Although my cave drawings attempt to depict what’s actually there, they are equally informed by the shapes I have to make with my body, the complexity and texture of rock formations, the taste of fellwater, numbing coldness, sounds of cascades and drips, smells of earth and ionised air and a fear of the dark. I like to think that Turner too, quite unintentionally, drew what it felt like to be there. I’m not claiming him as the first Expressionist, but I think, like mine, his hand was driven as much by disorientation and shivers of cold and fear as by what he saw.

Marcel Dzama on William Blake’s The Wood of the Self-Murderers: The Harpies and the Suicides 1824–7

like the softness of the watercolour and the lusciousness of the trees in this image.

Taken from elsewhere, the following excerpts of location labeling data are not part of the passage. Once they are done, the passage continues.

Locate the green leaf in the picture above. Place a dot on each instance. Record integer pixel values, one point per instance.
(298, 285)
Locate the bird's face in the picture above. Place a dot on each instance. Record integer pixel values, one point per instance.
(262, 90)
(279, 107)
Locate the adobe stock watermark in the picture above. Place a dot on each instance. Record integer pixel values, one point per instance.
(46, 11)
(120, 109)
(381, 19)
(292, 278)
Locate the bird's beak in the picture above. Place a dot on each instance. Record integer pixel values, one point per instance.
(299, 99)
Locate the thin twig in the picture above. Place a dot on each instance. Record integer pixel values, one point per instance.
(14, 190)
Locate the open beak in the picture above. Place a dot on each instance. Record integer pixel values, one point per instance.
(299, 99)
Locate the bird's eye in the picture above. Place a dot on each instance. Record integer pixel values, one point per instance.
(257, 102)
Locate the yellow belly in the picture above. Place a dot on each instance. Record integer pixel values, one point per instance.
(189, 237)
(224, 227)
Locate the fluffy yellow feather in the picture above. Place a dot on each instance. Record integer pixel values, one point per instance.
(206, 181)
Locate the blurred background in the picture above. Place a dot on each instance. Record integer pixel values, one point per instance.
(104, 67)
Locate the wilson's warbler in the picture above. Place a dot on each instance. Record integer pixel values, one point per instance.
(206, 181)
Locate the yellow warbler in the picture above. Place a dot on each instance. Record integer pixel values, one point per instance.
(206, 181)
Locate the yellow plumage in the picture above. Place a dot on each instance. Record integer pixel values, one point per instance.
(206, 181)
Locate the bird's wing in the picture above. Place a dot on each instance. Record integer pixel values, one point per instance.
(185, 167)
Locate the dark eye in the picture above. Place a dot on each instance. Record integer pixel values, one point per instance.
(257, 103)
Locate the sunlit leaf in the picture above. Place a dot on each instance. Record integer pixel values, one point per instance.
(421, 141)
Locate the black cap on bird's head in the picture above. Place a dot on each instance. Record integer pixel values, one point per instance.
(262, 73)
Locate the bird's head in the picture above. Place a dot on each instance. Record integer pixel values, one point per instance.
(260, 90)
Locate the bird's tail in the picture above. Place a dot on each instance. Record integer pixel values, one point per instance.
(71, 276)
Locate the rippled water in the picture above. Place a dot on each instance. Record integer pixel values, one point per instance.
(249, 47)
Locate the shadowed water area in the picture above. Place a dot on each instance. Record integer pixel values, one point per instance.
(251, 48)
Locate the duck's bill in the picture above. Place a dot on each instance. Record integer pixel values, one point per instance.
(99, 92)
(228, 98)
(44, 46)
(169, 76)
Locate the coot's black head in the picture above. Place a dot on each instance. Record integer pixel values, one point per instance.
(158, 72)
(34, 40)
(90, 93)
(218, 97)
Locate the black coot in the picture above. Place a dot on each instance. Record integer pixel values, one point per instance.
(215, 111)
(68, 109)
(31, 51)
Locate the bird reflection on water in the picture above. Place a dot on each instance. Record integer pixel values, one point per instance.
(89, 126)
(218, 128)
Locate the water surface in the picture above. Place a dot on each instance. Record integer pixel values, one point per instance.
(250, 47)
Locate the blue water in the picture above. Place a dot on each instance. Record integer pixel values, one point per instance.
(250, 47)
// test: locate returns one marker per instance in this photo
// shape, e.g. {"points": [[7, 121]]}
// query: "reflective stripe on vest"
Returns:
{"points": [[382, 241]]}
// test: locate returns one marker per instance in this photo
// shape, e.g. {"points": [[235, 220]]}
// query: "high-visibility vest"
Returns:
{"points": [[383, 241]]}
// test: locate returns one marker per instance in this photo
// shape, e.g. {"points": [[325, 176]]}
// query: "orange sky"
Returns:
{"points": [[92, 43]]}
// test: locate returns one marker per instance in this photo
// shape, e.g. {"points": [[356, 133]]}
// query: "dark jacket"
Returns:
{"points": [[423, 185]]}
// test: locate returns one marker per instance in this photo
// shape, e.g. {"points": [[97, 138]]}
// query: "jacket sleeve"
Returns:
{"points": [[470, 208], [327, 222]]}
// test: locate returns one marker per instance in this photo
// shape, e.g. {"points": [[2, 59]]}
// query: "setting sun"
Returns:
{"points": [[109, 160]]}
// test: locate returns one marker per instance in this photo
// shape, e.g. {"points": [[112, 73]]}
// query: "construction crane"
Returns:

It contrasts with the tone of the story. Blake has taken a scene from Dante’s Inferno - the Second Ring of the Seventh Circle of Hell – in which Dante comes across the souls of those who committed suicide and have to endure eternity in the form of trees. The moving, breathing trees are prisoners rooted to the ground. The nesting harpies – birds with human heads – that feed on their leaves are the gatekeepers to the trees.

If you look closely, you can see how one of the trees bleeds when Dante pulls off a branch. This tree carries the spirit of Pietro dell Vigne, a man who died by dashing out his own brains. Blake’s interpretation of this story is my favourite, and has influenced the way I render my characters. You can often see tree men in my work.